This post is a reminder that new reporting requirements for trusts which were proposed in the Federal Budget 2018 are coming into effect for 2021 and subsequent taxation years. The new requirements oblige trusts to provide additional beneficial ownership information on an annual basis and file an annual T3 return even if one is not required currently.
This change will provide the CRA with enhanced information on beneficial ownership information with respect to trusts as well as enhanced assessment ability of the tax owing by trusts and its beneficiaries.
Until the end of 2020, a trust generally had to file an annual income tax (T3) return if the trust had tax payable or it distributed all or part of its income or capital to its beneficiaries. Under the new requirements, a trust that is resident or deemed resident in Canada and is an express trust, with some exceptions, will have to provide additional information on an annual basis even if the trust is inactive or has no income in the year.
An express trust is generally a trust created with the settlor’s express intent, usually made in writing. However, there are some exceptions. The following types of trusts are not required to provide additional information:
- mutual fund trusts, segregated funds and master trusts,
- trusts governed by registered plans (i.e., deferred profit sharing plans, pooled registered pension plans, registered disability savings plans, registered education savings plans, registered pension plans, registered retirement income funds, registered retirement savings plans, registered supplementary unemployment benefit plans and tax free savings accounts),
- lawyers’ general trust accounts,
- graduated rate estates and qualified disability trusts,
- trusts that qualify as non-profit organizations or registered charities,
- trusts that have been in existence for less than three months; and
- trusts that hold less than $50,000 in assets throughout the taxation year (provided that their holdings are limited to deposits, government debt obligations and listed securities).

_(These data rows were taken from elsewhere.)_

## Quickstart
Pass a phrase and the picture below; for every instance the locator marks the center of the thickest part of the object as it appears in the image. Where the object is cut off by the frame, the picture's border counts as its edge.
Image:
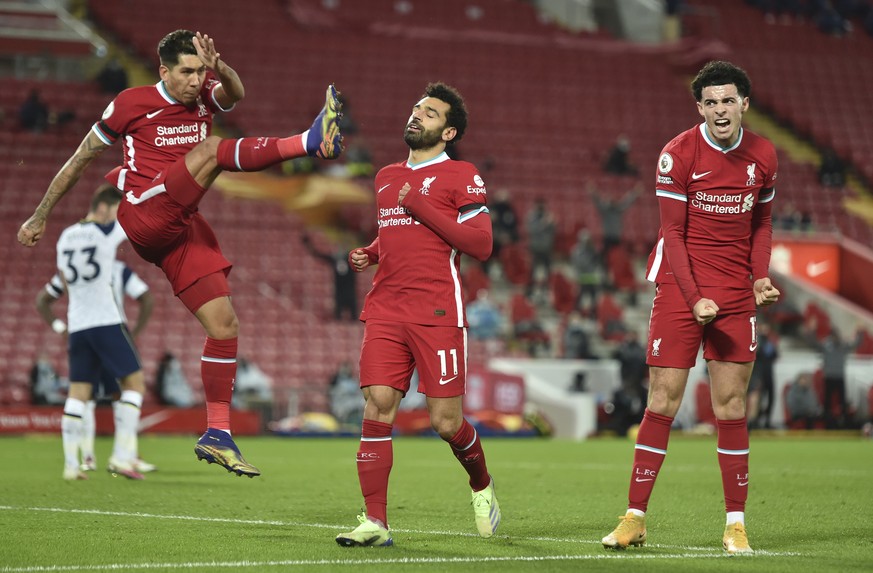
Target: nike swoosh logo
(817, 269)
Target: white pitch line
(356, 562)
(689, 552)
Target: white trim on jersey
(154, 191)
(456, 281)
(472, 213)
(100, 135)
(218, 360)
(438, 159)
(671, 195)
(656, 263)
(165, 93)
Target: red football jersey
(155, 130)
(418, 279)
(726, 195)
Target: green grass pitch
(809, 508)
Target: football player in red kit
(169, 161)
(431, 209)
(715, 185)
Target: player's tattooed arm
(231, 90)
(32, 229)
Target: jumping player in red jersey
(170, 160)
(431, 209)
(715, 186)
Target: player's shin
(127, 412)
(733, 459)
(375, 460)
(468, 449)
(71, 431)
(649, 453)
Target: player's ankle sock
(468, 449)
(257, 153)
(649, 453)
(126, 413)
(375, 460)
(88, 430)
(71, 430)
(733, 459)
(218, 369)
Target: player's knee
(446, 427)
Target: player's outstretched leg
(631, 530)
(735, 539)
(324, 139)
(217, 447)
(72, 473)
(370, 533)
(486, 510)
(123, 468)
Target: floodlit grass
(809, 508)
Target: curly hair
(174, 45)
(457, 116)
(720, 73)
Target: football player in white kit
(125, 282)
(99, 341)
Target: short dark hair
(457, 116)
(720, 73)
(105, 194)
(174, 45)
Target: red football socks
(733, 459)
(257, 153)
(375, 459)
(468, 449)
(649, 453)
(218, 370)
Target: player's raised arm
(231, 89)
(32, 229)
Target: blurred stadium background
(550, 86)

For trusts that are not exempt from the new requirements, the identity, date of birth, address and place of residence, including taxpayer identification number (SIN or TIN) will need to be reported for:
- all trustees,
- all beneficiaries,
- all settlors, including each person who has the ability (through the trust terms or a related agreement) to exert control or override trustee decisions over the appointment of income or capital of the trust (e.g., a protector).

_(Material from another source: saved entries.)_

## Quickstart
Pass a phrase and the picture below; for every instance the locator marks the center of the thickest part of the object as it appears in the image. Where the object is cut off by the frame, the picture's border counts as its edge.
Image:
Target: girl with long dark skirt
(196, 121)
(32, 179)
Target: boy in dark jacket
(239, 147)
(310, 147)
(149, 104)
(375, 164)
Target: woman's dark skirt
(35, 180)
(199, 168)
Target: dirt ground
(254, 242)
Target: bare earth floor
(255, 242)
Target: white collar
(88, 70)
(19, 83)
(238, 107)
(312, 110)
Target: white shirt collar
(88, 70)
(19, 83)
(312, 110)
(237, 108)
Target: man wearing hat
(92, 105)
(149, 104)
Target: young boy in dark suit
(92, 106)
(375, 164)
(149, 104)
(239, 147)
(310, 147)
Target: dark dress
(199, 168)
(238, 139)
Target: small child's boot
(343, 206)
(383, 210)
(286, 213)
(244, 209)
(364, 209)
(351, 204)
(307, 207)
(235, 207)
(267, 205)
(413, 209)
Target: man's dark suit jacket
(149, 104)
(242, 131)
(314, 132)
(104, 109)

The new reporting will have to be filed in a new schedule along with the T3 return, not separately.
If the trust fails to file the T3 return or forgets to provide the additional information, penalties may be harsh. They will be equal to $25 for each day of delinquency, with a minimum penalty of $100 and a maximum penalty of $2,500. If a failure to file the return is made knowingly, or due to gross negligence, an additional penalty will apply. The additional penalty will be equal to 5% of the maximum value of property held during the relevant year by the trust, with a minimum penalty of $2,500.
As we are reaching the end of 2021, now is the time to compile the information necessary for the new reporting.